Tag Archives: Artificial Neural Networks

Training an artificial neural network

A few days ago I handed in the second assignment on my Artificial Neural Networks (ANN) module.

The task was to train an ANN to detect attacks vs. normal access in the logs of a simulated military network. The data came from KDD Cup 99, of which we used a reduced set for the assignment. This reduced set of 10% was almost half a million records.

We had to use Matlab, which we’ve been using throughout the term, but the assignment was the first time I’d had to do anything which resembled real programming with it. Matlab is a funny beast, particularly on Mac OS.

The Mac OS is the only target platform where Mathworks can’t ship their own JVM, and also the only platform which the version of Matlab I have access to runs in 64bit mode. 64bit mode for a JVM environment is interesting, all it really means (so far as I can tell) is that Matlab has a larger address space.

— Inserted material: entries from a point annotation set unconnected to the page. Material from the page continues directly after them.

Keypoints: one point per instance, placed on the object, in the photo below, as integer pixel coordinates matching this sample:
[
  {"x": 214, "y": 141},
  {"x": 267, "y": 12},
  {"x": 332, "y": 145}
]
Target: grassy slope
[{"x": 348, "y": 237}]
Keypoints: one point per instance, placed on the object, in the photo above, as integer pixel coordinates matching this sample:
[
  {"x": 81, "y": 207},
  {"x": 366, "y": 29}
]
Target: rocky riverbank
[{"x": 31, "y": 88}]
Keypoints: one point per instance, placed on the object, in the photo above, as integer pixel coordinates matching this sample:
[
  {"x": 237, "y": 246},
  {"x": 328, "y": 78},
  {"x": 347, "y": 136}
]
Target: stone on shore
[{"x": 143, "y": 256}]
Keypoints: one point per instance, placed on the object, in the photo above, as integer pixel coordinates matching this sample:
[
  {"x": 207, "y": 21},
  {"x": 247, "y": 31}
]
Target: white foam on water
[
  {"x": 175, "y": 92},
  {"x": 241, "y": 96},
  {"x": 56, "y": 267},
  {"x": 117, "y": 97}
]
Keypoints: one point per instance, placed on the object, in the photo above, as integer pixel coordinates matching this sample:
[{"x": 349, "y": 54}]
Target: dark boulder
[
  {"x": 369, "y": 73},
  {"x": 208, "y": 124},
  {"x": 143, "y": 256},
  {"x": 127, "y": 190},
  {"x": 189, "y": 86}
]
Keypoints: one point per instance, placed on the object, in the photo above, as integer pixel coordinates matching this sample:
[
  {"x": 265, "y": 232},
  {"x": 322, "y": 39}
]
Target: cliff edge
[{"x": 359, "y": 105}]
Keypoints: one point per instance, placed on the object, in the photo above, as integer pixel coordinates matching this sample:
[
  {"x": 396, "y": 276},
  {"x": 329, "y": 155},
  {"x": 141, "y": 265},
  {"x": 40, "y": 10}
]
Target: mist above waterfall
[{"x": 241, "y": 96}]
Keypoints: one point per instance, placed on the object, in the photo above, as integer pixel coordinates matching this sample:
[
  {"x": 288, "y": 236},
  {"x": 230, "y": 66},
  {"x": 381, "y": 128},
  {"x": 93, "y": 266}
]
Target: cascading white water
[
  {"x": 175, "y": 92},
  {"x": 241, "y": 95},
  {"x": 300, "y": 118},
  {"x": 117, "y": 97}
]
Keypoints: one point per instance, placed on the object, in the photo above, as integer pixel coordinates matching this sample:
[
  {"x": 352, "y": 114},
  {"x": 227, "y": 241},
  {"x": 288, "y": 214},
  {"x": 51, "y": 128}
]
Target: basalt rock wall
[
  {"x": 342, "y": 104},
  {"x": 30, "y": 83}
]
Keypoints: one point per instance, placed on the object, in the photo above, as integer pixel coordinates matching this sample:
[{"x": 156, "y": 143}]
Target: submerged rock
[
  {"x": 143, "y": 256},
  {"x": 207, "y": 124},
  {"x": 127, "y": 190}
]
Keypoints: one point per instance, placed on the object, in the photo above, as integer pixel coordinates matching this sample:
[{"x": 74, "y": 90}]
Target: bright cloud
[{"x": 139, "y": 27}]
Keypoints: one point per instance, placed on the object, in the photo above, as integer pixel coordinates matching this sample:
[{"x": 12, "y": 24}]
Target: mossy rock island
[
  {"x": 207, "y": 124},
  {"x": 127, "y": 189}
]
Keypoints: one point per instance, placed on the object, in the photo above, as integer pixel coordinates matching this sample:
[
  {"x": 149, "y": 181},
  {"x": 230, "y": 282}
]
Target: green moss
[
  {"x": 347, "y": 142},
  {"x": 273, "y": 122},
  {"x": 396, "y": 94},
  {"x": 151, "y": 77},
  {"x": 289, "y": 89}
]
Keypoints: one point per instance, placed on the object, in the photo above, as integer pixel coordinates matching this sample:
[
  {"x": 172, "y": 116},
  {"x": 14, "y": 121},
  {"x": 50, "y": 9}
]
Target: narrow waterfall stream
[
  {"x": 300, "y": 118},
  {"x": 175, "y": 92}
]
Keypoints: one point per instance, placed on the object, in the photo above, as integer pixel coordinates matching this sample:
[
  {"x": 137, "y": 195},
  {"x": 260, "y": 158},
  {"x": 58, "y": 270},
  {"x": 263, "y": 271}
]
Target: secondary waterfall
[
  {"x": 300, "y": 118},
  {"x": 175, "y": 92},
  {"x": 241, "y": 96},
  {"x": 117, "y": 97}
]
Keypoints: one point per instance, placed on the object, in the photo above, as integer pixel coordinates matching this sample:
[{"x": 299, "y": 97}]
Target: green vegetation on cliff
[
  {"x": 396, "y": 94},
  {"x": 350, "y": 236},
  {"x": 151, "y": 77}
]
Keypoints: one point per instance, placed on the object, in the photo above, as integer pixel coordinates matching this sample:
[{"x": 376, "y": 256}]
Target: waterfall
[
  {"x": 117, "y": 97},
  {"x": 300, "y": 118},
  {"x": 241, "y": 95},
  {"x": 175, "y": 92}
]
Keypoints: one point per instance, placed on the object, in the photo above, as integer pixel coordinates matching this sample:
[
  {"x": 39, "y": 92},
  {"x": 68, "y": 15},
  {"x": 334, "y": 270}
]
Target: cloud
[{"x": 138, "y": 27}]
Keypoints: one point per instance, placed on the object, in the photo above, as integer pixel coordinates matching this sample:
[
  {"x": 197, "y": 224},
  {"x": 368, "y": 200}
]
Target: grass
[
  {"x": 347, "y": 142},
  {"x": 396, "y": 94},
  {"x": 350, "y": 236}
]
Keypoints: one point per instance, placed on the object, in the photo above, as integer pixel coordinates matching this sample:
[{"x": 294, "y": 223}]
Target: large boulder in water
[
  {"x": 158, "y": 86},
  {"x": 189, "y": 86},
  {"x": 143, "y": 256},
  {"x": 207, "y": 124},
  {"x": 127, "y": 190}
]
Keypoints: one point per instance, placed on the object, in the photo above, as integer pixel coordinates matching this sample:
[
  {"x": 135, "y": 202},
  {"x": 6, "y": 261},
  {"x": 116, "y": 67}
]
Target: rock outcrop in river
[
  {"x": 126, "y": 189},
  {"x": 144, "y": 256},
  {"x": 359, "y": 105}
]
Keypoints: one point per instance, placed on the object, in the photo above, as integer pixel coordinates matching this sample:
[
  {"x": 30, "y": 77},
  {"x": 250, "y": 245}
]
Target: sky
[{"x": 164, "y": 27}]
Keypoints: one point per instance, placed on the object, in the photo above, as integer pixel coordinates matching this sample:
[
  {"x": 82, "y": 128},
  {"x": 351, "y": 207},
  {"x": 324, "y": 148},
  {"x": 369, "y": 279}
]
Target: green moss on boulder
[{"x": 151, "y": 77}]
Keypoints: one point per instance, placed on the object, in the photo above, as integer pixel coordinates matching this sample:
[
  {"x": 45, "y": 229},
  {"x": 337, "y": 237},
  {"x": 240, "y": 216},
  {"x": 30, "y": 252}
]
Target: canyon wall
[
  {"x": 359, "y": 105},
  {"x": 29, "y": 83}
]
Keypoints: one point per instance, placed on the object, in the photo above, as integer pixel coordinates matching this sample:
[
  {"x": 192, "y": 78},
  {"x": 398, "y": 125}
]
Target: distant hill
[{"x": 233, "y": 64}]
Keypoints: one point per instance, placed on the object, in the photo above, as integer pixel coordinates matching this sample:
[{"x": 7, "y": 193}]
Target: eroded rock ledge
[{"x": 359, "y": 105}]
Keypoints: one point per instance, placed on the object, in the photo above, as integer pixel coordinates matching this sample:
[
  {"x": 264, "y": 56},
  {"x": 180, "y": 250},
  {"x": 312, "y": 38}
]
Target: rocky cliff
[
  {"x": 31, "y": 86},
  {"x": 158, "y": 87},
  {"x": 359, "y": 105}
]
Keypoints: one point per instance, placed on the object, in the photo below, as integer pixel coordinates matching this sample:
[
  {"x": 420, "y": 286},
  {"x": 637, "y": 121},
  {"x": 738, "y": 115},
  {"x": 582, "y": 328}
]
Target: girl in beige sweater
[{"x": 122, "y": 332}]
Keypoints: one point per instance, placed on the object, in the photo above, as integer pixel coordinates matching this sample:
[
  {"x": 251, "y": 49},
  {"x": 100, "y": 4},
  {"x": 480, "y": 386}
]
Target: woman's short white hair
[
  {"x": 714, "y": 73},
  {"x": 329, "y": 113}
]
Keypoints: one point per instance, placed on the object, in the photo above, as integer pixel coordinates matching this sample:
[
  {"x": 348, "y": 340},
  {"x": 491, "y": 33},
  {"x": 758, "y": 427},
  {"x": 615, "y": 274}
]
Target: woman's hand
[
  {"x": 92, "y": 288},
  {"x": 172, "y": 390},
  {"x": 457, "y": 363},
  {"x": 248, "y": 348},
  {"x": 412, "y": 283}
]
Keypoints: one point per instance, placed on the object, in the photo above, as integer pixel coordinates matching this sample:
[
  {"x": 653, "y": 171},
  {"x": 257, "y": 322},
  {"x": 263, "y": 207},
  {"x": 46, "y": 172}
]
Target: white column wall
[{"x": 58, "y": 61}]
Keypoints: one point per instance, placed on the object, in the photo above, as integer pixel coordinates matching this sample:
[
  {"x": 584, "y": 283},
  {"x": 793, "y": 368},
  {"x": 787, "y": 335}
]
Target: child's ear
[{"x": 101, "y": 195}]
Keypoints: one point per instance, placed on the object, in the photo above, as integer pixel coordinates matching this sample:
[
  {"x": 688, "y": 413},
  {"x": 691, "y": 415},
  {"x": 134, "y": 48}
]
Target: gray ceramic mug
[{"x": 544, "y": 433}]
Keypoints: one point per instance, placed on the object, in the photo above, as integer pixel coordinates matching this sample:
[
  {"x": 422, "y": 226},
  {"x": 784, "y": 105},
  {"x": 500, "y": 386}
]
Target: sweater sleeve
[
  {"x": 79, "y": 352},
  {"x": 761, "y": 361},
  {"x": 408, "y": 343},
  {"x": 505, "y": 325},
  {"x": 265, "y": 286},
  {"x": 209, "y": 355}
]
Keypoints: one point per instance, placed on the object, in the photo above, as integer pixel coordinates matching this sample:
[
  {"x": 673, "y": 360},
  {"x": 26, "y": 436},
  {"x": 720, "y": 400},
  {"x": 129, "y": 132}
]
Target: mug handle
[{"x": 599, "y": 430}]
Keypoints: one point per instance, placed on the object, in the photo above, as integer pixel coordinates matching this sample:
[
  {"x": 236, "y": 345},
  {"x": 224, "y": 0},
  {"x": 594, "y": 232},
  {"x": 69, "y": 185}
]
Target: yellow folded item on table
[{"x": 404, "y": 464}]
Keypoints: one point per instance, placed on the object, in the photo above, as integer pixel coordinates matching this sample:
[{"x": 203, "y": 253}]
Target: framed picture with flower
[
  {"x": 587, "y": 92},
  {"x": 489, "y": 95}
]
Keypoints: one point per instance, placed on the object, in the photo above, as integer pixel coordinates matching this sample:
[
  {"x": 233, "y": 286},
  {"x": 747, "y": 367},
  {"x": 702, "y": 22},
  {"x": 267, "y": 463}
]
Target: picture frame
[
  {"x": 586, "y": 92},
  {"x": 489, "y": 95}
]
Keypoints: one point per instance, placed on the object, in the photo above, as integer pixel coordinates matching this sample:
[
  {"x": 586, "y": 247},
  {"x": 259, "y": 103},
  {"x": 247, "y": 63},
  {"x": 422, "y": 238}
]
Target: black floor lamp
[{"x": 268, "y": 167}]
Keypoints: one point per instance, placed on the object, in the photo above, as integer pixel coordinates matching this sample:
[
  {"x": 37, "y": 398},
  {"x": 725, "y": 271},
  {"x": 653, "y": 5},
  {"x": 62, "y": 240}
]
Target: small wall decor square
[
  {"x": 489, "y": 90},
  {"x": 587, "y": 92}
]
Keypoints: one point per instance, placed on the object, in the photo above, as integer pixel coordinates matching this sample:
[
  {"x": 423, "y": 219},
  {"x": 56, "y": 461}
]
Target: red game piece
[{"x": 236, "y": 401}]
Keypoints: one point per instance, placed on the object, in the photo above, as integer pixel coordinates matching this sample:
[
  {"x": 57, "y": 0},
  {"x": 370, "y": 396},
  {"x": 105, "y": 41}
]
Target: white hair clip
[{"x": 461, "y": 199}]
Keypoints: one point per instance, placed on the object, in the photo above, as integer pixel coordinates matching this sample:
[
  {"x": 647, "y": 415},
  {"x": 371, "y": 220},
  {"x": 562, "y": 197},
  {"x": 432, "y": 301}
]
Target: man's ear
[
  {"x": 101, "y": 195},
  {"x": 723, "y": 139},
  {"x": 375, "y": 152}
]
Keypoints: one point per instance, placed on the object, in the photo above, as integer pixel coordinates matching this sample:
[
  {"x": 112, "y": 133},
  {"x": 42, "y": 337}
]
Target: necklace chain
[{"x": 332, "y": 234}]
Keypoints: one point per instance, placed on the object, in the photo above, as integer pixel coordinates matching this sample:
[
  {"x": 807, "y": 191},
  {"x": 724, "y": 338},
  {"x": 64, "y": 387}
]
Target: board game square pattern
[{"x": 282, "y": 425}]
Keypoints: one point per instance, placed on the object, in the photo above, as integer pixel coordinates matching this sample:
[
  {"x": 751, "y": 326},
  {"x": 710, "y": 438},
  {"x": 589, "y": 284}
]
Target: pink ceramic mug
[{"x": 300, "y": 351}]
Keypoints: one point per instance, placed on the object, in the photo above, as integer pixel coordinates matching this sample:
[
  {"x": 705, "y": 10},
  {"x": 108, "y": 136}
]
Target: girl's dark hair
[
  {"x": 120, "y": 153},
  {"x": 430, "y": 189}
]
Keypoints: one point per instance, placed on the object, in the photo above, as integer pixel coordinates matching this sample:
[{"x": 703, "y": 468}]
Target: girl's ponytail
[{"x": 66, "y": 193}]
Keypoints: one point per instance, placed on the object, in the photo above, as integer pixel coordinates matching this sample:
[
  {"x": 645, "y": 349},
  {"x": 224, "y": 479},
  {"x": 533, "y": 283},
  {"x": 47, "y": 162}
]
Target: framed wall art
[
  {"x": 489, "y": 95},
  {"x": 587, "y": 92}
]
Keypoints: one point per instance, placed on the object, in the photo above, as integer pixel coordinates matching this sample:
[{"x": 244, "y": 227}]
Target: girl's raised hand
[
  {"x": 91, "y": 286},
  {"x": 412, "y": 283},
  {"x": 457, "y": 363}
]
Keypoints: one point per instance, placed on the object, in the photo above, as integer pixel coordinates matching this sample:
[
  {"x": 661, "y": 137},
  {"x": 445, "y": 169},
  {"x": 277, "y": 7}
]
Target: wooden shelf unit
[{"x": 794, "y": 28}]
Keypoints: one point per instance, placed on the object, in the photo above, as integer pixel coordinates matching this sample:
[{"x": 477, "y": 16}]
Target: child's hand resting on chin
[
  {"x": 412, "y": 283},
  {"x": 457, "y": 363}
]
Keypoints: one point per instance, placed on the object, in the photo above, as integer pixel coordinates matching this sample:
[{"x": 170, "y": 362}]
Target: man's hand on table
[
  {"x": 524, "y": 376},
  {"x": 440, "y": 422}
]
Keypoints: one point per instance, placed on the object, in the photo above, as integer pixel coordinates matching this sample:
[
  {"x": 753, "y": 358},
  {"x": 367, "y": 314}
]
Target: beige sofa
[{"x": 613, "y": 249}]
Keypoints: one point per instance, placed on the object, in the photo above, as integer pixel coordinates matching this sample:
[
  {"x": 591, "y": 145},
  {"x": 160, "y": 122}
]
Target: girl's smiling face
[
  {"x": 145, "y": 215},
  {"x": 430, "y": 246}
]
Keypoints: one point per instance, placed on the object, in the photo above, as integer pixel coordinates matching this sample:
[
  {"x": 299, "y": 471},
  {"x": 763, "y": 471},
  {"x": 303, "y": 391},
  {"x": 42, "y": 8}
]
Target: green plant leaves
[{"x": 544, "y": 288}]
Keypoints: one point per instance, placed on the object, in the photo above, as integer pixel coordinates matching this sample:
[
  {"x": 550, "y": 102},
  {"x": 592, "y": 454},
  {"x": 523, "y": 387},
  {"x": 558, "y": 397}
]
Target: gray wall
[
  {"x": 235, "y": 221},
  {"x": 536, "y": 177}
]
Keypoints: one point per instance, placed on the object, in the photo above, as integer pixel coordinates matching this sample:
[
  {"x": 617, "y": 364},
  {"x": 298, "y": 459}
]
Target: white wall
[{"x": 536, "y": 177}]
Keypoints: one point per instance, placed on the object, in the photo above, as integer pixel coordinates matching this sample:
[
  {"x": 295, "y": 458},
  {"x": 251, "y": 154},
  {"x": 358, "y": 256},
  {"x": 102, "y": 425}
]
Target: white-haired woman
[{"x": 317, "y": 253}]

This meant I could miss a parameter off a function call and accidentally tell Matlab to create a half-a-million columns by half-a-million rows matrix and it will swap till the cows come home, or I run out of disk space, trying to do as I asked. A similar issue was a ‘fast but memory intensive’ algorithm slowing the entire system to a crawl, however things became less painful once a fellow student alerted me to a parameter that would tell Matlab to reduce the memory consumption. Suffice to say that algorithm isn’t so fast when it’s using a slow piece of spinning rust as memory.

In spite of  Matlab I really, really enjoyed the assignment. I had a great time tweaking the network parameters and experimenting to see which things made my network perform better or worse. I enjoyed writing my report on the experiment itself and what I would have liked to do had I more time/a faster machine.

I found two things about the process frustrating:

  1. The assignment was at least partially bounded by the speed of my study computer, a poor white MacBook with 4GB RAM and a 1st gen Intel Core CPU. It ran hot for about 5 days solid generating my final set of results.
  2. Whilst performing the experiments I kept learning new things which I could try, yet that would invalidate earlier experimentation. My take away her is that I need to do a better job in future of designing my experiments rather than just diving in.

Despite all that I’m quite happy with the results. I think the report is one of the better documents I’ve written, despite being a little hastily finished, and the network itself performs admirably. ~65% accuracy on my test data and closer to ~98% when I do some minor post-processing of the outputs.

So, what’s next? I have to give a 15min presentation about the assignment followed by a 15min Q&A session. After that it’s two weeks of lectures left before the end of term.